Recently, the NICHE‑1 [9] and NICHE‑2 [10] studies demonstrated high pathological response rates of 100 and 98% with complete pathological response in about two thirds of patients with combined immunotherapy with one dose of ipilimumab (1 mg/kg) on day 1 and two doses of nivolumab (3 mg/kg) on days 1 and 15 followed by surgery 6 weeks after study inclusion in patients with localized dMMR colon cancer. The combined immunotherapy was well tolerated and none of the patients had a recurrence during follow-up. In the NICHE-1 study also patients with proficient MMR (pMMR) were included with pathological response in one third of patients (9/30) and complete pathological response in 3 patients. In the NICHE-3 study [11], two doses of nivolumab plus relatlimab (anti-LAG3) resulted in 100% overall pathologic response rate among 19 patients with 79% complete pathological response and 89% major pathological response. The therapy was well tolerated with grade 3 immunotherapy-related adverse events in only 1 patient. At ASCO 2024, three further studies investigating neoadjuvant immunotherapy in dMMR colon cancer were presented.

The NEOPRISM-CRC study [12] investigated an interesting approach, namely whether all dMMR colon cancers should be treated with immunotherapy or only those that are particularly immunogenic with a high TMB (Fig. 2). In all, 32 patients with high-risk stage II or stage III dMMR colon cancer were included. All patients received one dose of immunotherapy with pembrolizumab. Then patients were randomized according to the amount of TMB. Patients with TMB high (< 20 Mut/MB) or TMB medium (5–19 Mut/MB) received two further cycles of pembrolizumab followed by surgery and patients with TMB low (< 5 Mut/MB) underwent immediate surgery. The administration of adjuvant chemotherapy with FOLFOX or CAPOX was physician choice. Primary endpoint was complete pathological response rate. Of the patients, 82% had stage III and 62% had a T4 tumor. All patients (n = 33) except 1 patient had a high TMB; therefore, the hypotheses of the study could not be answered. However, 59% of patients had a complete pathological response. A grade 3–4 immunotherapy-associated adverse event was documented in 6.2% of patients. One patient died due to immunotherapy-associated pneumonitis. The study will be now expanded to 70 patients. Secondary endpoints have not yet been reported.
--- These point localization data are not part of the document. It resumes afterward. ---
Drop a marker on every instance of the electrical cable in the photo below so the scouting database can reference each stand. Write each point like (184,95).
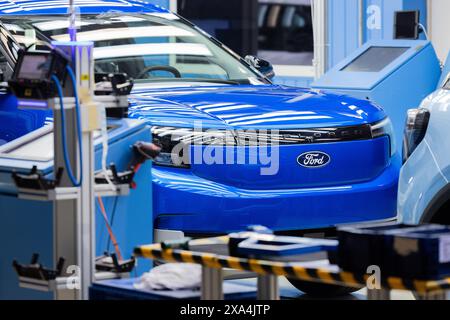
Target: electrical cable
(109,228)
(113,214)
(75,182)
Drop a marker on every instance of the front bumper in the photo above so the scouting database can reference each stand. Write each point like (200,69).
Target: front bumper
(188,203)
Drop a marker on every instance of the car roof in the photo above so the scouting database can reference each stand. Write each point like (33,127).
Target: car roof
(48,7)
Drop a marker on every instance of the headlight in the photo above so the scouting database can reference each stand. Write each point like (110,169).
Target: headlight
(385,128)
(416,127)
(175,142)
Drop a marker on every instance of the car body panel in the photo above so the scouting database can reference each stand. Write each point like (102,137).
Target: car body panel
(195,205)
(427,171)
(38,7)
(251,107)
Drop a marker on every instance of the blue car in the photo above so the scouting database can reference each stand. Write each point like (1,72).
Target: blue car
(424,188)
(237,150)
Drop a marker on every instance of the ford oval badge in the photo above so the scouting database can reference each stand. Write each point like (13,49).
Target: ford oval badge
(313,159)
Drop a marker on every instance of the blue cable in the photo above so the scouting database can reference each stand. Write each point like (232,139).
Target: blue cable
(63,129)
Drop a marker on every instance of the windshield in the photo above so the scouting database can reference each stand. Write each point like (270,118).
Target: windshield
(147,47)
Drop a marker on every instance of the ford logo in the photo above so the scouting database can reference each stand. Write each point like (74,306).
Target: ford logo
(313,159)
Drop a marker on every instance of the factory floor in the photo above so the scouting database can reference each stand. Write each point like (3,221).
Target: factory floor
(287,291)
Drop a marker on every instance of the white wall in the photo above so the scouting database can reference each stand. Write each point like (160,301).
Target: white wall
(439,26)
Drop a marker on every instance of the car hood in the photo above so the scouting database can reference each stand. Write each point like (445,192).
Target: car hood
(249,107)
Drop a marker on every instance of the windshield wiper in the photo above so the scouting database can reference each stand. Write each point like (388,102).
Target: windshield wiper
(221,81)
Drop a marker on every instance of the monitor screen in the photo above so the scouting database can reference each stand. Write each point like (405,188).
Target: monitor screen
(34,67)
(406,25)
(375,59)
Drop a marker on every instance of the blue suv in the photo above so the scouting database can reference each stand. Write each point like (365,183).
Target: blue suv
(237,150)
(424,188)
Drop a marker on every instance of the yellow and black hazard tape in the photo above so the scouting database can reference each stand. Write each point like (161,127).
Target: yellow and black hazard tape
(288,269)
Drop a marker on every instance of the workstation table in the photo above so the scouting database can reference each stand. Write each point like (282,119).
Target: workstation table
(212,255)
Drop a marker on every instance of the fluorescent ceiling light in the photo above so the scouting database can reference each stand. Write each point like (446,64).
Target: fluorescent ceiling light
(58,24)
(125,33)
(151,49)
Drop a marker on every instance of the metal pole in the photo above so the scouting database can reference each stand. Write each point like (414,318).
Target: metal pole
(319,15)
(378,294)
(212,282)
(268,287)
(72,21)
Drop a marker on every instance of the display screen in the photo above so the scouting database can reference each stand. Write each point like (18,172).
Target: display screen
(40,148)
(34,67)
(375,59)
(407,25)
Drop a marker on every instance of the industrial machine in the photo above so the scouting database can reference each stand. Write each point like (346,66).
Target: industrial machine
(55,181)
(397,75)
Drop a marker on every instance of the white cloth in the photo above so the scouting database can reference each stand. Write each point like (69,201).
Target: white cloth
(171,276)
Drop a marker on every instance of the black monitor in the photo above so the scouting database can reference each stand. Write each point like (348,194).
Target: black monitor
(406,25)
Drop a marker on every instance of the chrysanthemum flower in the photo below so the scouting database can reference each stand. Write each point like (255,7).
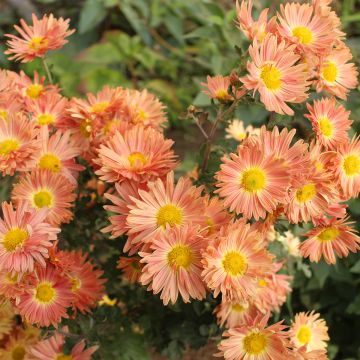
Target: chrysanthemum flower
(54,348)
(236,130)
(47,297)
(333,236)
(17,144)
(254,29)
(347,167)
(234,261)
(255,342)
(274,73)
(330,122)
(252,183)
(24,238)
(299,24)
(37,39)
(57,154)
(336,75)
(234,314)
(45,189)
(310,331)
(165,204)
(143,108)
(140,155)
(48,110)
(173,266)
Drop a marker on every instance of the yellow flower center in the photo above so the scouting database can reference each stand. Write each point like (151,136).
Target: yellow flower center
(50,162)
(42,199)
(271,77)
(180,256)
(33,91)
(304,334)
(45,119)
(234,263)
(254,343)
(329,234)
(306,193)
(326,127)
(8,146)
(303,34)
(14,238)
(136,159)
(330,72)
(18,353)
(253,180)
(169,214)
(351,165)
(38,43)
(45,292)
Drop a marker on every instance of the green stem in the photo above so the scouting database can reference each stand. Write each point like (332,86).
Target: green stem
(47,70)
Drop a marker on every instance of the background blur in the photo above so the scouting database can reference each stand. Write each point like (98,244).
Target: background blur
(169,46)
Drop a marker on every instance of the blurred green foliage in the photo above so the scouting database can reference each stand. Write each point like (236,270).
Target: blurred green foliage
(169,46)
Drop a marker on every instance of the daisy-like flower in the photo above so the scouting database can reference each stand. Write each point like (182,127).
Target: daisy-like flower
(300,25)
(252,183)
(17,144)
(143,108)
(234,261)
(25,238)
(336,75)
(47,297)
(255,341)
(274,73)
(45,189)
(37,39)
(333,236)
(48,110)
(234,314)
(251,28)
(86,282)
(237,131)
(330,122)
(310,331)
(54,348)
(165,205)
(347,167)
(173,266)
(57,154)
(140,155)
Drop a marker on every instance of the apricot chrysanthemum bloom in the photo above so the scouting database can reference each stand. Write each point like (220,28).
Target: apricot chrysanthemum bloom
(143,108)
(274,73)
(347,167)
(333,236)
(46,298)
(254,29)
(252,183)
(173,265)
(310,331)
(57,154)
(255,341)
(37,39)
(330,122)
(165,205)
(300,25)
(234,314)
(25,238)
(45,189)
(336,75)
(140,155)
(54,348)
(234,261)
(17,144)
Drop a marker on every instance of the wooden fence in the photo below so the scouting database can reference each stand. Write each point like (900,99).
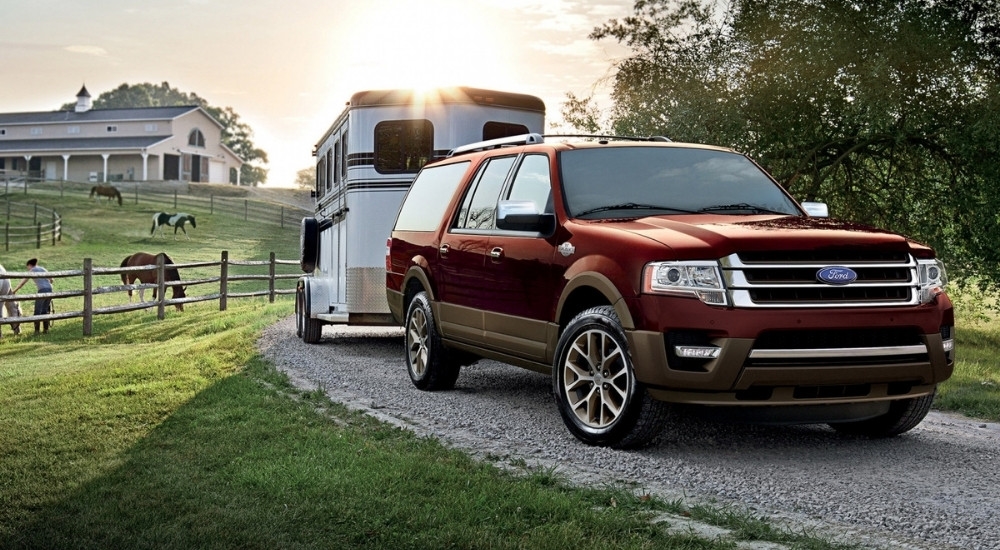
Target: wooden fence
(88,290)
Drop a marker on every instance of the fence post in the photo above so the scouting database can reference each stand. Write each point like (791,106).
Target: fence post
(270,281)
(161,287)
(223,280)
(88,296)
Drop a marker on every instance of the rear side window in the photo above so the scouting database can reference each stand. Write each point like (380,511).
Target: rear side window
(403,146)
(429,196)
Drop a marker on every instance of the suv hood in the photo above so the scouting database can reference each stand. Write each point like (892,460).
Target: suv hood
(726,234)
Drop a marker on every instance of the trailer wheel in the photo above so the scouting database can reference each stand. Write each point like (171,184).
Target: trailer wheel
(594,383)
(308,244)
(429,363)
(310,330)
(903,416)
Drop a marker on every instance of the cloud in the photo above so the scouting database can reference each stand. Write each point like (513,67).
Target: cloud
(96,51)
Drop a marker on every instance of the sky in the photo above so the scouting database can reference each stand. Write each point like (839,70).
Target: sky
(287,67)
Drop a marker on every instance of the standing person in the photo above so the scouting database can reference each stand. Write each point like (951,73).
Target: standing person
(12,307)
(42,305)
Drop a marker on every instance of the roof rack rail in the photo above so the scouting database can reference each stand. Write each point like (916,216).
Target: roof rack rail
(609,137)
(523,139)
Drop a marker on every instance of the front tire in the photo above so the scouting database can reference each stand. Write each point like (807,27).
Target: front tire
(594,382)
(903,416)
(431,366)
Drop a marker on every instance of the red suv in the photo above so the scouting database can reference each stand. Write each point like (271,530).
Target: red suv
(645,272)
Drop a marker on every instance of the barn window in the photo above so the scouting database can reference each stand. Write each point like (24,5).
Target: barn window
(196,138)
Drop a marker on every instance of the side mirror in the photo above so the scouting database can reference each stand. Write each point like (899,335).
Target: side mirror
(816,209)
(523,216)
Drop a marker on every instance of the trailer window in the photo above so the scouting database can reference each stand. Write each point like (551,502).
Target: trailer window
(403,145)
(429,197)
(343,156)
(329,168)
(497,130)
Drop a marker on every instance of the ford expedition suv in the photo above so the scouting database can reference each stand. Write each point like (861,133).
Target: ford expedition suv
(640,273)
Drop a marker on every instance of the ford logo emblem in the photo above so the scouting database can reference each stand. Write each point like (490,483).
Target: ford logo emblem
(836,275)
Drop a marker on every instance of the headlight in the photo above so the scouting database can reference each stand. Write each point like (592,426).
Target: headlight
(932,279)
(700,279)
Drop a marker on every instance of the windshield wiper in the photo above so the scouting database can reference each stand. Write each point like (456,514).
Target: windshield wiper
(741,206)
(631,206)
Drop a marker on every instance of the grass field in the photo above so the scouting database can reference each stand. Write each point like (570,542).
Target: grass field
(175,434)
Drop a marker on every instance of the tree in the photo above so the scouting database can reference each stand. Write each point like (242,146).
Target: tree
(306,178)
(236,134)
(886,109)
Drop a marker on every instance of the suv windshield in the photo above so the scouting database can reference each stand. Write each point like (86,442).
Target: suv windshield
(641,181)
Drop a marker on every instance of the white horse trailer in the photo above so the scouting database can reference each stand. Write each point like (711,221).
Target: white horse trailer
(365,163)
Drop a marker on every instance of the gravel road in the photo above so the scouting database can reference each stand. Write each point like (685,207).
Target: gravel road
(937,486)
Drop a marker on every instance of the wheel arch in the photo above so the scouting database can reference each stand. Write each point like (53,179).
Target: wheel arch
(588,290)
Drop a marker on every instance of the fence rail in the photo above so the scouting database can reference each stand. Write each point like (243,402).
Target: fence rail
(88,291)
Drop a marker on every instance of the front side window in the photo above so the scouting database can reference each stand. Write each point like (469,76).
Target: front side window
(479,207)
(196,138)
(403,146)
(643,181)
(429,197)
(532,183)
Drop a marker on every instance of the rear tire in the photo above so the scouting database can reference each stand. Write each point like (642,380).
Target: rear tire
(310,330)
(594,382)
(431,366)
(903,416)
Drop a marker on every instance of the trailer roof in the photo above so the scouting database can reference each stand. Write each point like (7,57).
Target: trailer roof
(459,94)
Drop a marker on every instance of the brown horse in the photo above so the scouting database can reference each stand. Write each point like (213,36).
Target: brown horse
(109,191)
(148,276)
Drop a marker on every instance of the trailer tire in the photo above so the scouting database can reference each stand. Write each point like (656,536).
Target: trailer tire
(310,330)
(308,244)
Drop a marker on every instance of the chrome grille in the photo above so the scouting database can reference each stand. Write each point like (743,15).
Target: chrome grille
(788,279)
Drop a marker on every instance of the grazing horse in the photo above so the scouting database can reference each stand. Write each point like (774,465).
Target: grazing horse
(13,308)
(109,191)
(148,276)
(173,220)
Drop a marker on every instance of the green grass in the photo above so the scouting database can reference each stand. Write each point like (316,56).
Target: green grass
(974,387)
(176,434)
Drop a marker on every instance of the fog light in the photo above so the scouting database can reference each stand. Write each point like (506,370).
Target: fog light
(697,352)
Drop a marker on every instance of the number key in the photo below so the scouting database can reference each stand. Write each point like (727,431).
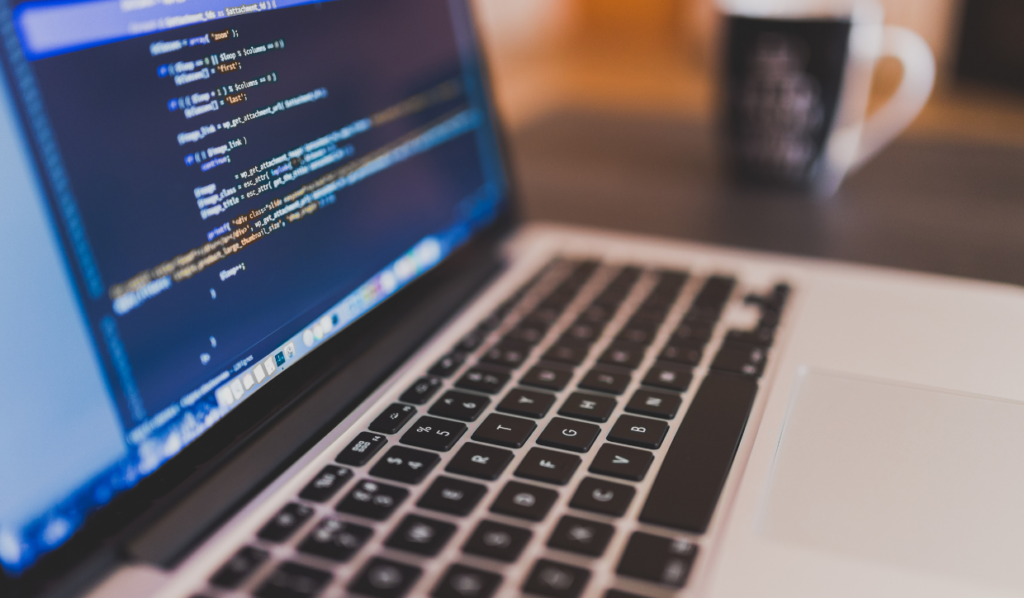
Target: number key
(422,390)
(392,419)
(460,406)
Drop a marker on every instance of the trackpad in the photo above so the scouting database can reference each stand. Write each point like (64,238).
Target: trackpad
(908,476)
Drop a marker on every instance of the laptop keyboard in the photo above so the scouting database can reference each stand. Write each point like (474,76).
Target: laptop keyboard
(523,446)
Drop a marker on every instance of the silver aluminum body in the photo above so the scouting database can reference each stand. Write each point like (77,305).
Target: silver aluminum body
(882,324)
Neoadjuvant immunotherapy with pembrolizumab according to tumor mutation burden (TMB) in mismatch repair deficient (dMMR) colon cancer. FOLFOX Oxaliplatin, Leucovorin, 5-Fluorouracil; CAPOX Capecitabin, Oxaliplatin

A further phase II study investigated in 33 patients with stage II–III dMMR colon cancer 3 cycles of neoadjuvant tislelizumab, an PD‑1 antibody, followed by surgery (Fig. 3; [13]). Primary endpoint was major pathological response. The median age of the participating patients was 52 years, 30% had rectal cancer and 70% had colon cancer; furthermore, 75% of the tumors were classified as T4 tumor and 82% were node positive. About 90% of patients had a major pathological response (≤ 10% residual viable vital tumor) and 62% of patients had a complete pathological remission. Surgery was not performed in 4 patients, 3 of whom were managed nonoperatively and 1 patient had disease progression. The immunotherapy was well tolerated. Grade 1–2 immunotherapy-associated adverse events occurred in 30% of patients.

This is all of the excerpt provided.